Paper No. 6
Presentation Time: 3:35 PM
HETEROGENEOUS WRENCH-DOMINATED TRANSPRESSION IN THE DEEP CRUST RECORDED BY THE BURNSVILLE FAULT AND RELATED STRUCTURES, BLUE RIDGE, NORTH CAROLINA: IMPLICATIONS FOR THE ACADIAN OROGENY IN THE SOUTHERN APPALACHIANS
The Burnsville fault juxtaposes Precambrian Laurentian crust and the Ashe Metamorphic Suite (AMS) within the Fries thrust sheet of the Blue Ridge thrust complex of western North Carolina. The Burnsville Fault and adjacent AMS accommodated high strain at amphibolite facies (~700°C and ~9 kb) during the Acadian orogeny and then were tilted southeast during Alleghanian thrusting.
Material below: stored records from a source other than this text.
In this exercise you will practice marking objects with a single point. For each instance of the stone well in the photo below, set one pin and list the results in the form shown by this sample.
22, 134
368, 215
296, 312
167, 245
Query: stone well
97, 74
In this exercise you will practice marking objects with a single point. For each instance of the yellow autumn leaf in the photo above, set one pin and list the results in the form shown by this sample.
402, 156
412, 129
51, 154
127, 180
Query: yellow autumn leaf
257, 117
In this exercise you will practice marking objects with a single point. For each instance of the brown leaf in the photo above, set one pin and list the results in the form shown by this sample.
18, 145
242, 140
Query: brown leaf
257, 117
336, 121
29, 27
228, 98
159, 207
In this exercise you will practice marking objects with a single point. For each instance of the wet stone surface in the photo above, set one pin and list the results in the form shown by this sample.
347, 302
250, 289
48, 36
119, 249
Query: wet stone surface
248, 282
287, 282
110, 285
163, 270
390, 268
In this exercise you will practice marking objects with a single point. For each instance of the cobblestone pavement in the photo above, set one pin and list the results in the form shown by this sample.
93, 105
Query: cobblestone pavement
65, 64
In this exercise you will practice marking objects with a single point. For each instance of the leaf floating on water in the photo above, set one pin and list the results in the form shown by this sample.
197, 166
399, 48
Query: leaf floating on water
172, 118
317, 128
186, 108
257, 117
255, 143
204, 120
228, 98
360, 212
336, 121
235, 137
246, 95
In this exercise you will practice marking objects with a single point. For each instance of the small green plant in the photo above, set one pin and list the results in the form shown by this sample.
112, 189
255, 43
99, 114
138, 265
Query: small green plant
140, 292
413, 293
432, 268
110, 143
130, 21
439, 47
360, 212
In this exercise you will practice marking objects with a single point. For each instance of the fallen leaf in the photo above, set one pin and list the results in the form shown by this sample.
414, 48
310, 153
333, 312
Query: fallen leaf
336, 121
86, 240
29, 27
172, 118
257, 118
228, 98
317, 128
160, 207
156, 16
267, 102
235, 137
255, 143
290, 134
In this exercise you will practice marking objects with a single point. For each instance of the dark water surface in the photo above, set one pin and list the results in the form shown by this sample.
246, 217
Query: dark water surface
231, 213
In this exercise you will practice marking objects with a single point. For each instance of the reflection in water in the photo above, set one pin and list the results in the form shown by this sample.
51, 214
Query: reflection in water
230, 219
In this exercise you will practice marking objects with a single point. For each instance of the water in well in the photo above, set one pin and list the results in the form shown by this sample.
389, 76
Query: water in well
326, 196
Deformation resulted in three kilometer-scale structural domains: the Burnsville Fault dextral strike-slip domain, the transitional domain, and the Otter Knobs domain. Structures recording the orientation of the finite flattening plane in the three domains are subparallel; those southeast of the Burnsville Fault shear zone are rotated counterclockwise by ~10-15° consistent with dextral shear. Across strike from the Burnsville Fault shear zone into the transitional domain, shear sense indicators become scarce, fabric grades to S>L, and lineations change from sub-horizontal to down-dip. Across strike into the Otter Knobs domain, lineations grade to moderately southwest-plunging and the orientation distribution of poles to foliation indicate moderately southwest-plunging folding. The macroscale Otter Knobs fold, a tight-to-isoclinal synform whose hinge line, associated lineations, and minor fold hinges plunge moderately southwest, is interpreted to represent this structural element. No evidence of oblique or reverse shear is observed in these domains. The across-strike changes between these domains are consistent with heterogeneous wrench-dominated (10-20° from the plate boundary) transpression. Changes across strike from the Otter Knobs domain into the transitional domain record part of the deformation path for a zone with an effective convergence angle of 14-18°, including the rotation of structures recording the maximum incremental stretch from subhorizontal towards down-dip.